In our study, MT had a positive effect on tongue behaviour, restoring the normal tongue resting position after 2 months of treatment and enhancing tongue strength, maximum peak pressure, and endurance, as evaluated by means of the IOPI.

These aspects are associated with the restoration of nasal breathing and a reduction in mouth breathing, which in turn improve nocturnal breathing and reduce OSAS in both adult and pediatric populations [9, 10, 26].

These changes are related to nocturnal symptom reduction and result in a higher oxygen saturation, as has previously been demonstrated [10]. Moreover, the fact that oral breathing and lip hypotonia disappeared indicates that MT not only restores normal orofacial function but also may, if performed as a routine exercise, prevent tongue hypotonia [21]. The improvement in tongue function after 2 months of MT was accompanied by improved pulse oximetry values in mean oxygen saturation and a lower ODI. These results may be ascribed to the restoration of normal nasal breathing and the resulting increased supply of oxygen, nitric oxide, and alveolar ventilation during the night [27].

It is not clear how dental malocclusions are associated with stomathognatic myofunctional anomalies. There is, however, a consensus among orthodontists across Europe that myofunctional re-education of the oral–facial region plays an important role in correcting abnormal maxillary and mandibular growth, as well as in normalizing bite and teeth positioning. These effects are believed to be due to the restoration of normal local muscle activity [17].

The creation of oral–facial muscle re-education programs led to the creation of specific university training for the staff involved in such programs. Combined orthodontic and myofunctional re-education has since been applied to children with narrow jaws [8]. With regard to long-term outcomes, combined therapy has proved to be more effective than either treatment used on its own. Ever since maxillary–mandibular growth was shown to be involved in SDB, children have been treated with both myofunctional re-education and orthodontia [8, 17].

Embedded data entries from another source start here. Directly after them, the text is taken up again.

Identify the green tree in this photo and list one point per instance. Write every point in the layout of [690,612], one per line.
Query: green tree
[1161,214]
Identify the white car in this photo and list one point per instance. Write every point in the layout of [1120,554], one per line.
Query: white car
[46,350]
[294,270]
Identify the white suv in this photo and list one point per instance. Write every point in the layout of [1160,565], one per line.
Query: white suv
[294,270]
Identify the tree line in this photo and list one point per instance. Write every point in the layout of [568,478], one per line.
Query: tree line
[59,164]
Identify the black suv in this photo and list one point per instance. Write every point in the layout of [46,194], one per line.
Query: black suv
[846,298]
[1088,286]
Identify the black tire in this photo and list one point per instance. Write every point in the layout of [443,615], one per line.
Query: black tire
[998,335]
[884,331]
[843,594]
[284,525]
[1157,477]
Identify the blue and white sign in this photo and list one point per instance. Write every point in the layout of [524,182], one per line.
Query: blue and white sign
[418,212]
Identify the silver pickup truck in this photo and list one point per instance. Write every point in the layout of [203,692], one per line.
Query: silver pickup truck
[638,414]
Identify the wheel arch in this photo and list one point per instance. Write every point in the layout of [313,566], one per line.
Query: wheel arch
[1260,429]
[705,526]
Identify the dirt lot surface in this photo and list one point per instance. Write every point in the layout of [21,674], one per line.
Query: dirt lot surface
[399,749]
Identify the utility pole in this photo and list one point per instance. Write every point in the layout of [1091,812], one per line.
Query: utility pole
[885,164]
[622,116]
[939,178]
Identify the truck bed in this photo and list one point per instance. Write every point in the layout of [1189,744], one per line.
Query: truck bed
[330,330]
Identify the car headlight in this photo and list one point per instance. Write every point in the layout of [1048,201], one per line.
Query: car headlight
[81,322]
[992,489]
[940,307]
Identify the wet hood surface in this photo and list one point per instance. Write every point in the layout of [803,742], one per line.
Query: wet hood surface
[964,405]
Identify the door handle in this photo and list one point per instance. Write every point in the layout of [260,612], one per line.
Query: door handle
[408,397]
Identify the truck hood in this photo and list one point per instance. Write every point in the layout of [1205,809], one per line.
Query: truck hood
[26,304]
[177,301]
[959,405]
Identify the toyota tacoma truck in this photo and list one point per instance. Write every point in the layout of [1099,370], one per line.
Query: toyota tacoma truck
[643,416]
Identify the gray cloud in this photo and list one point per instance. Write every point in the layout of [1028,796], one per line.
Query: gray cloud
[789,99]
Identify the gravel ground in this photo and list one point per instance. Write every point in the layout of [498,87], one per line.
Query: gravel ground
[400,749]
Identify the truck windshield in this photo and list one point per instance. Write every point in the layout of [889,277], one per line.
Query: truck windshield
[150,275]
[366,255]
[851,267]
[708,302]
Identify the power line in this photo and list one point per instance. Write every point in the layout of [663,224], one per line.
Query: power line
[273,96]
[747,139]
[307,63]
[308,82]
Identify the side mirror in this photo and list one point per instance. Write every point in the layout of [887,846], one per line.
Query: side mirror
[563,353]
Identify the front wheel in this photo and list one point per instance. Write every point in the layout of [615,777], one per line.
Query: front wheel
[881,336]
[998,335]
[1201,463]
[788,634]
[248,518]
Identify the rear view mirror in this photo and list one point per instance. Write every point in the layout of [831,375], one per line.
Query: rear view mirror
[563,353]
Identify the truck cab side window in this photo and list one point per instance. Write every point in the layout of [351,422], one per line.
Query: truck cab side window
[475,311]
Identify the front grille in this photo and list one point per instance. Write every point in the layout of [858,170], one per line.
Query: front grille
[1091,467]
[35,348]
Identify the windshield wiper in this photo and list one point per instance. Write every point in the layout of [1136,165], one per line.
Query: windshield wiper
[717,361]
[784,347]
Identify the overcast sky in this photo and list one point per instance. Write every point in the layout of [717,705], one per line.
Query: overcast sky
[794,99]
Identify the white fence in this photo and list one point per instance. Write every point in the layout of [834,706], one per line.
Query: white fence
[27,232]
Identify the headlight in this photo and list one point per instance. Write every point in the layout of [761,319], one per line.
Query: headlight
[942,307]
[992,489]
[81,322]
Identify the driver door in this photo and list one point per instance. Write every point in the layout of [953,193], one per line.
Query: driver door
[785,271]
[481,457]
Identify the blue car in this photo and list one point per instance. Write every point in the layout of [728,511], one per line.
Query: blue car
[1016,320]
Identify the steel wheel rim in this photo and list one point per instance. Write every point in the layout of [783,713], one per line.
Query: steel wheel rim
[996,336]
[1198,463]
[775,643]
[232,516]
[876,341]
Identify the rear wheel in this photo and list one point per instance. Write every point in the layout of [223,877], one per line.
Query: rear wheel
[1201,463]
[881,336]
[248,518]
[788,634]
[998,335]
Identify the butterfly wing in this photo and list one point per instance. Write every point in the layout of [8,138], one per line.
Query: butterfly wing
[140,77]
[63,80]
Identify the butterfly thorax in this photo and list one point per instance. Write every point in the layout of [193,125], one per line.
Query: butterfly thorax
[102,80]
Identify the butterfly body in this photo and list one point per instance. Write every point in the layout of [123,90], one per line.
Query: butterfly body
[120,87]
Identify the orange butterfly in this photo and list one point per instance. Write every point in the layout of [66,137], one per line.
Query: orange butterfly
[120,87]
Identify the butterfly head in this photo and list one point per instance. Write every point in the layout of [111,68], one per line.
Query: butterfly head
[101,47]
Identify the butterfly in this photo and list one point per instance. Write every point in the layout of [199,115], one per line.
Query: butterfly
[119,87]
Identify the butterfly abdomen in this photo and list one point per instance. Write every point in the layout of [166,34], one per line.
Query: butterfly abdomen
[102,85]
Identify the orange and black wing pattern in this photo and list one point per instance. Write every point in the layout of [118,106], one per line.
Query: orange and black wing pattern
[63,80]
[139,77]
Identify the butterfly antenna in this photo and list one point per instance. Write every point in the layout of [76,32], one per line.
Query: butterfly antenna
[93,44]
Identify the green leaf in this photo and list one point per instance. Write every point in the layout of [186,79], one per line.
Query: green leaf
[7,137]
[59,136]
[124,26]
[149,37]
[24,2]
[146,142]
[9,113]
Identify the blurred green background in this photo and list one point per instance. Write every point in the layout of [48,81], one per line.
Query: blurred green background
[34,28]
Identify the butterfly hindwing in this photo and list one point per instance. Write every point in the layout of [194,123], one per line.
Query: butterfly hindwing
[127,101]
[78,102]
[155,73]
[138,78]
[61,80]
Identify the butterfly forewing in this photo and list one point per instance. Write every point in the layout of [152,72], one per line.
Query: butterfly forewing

We know that tongue function may play a role in stomatognathic remodelling and that the restoration of correct normal tongue function needs to be integrated in orthodontic and surgical treatments.

Limitations of the study

One limitation of this study is that the polysomnography was not repeated in children with SDB after 2 months of MT. However, the pulse oximetry, which was repeated, yielded good results. The decision not to repeat the polysomnography was taken to avoid the high costs involved in readmitting the children to hospital, to spare the children and their families any further discomfort as well as because of the parents’ opposition, who were already satisfied with the improvement in their children’s respiratory symptoms and deemed a repeat examination unnecessary.

Moreover, this study included children with mild–moderate OSA; further research is needed to determine if MT could be effective in patients with different OSA severities and complementary to other treatments.

Conclusions

Children with SDB may exhibit tongue thrusting and abnormal swallowing patterns caused by nasal obstruction and a persistent mouth breathing posture. MT may be used to integrate medical and surgical treatments for OSA and help to restore a normal resting posture of the tongue; appropriate oral, lingual, and facial muscle patterns; nasal breathing; normal lip posture; and a correct swallowing pattern.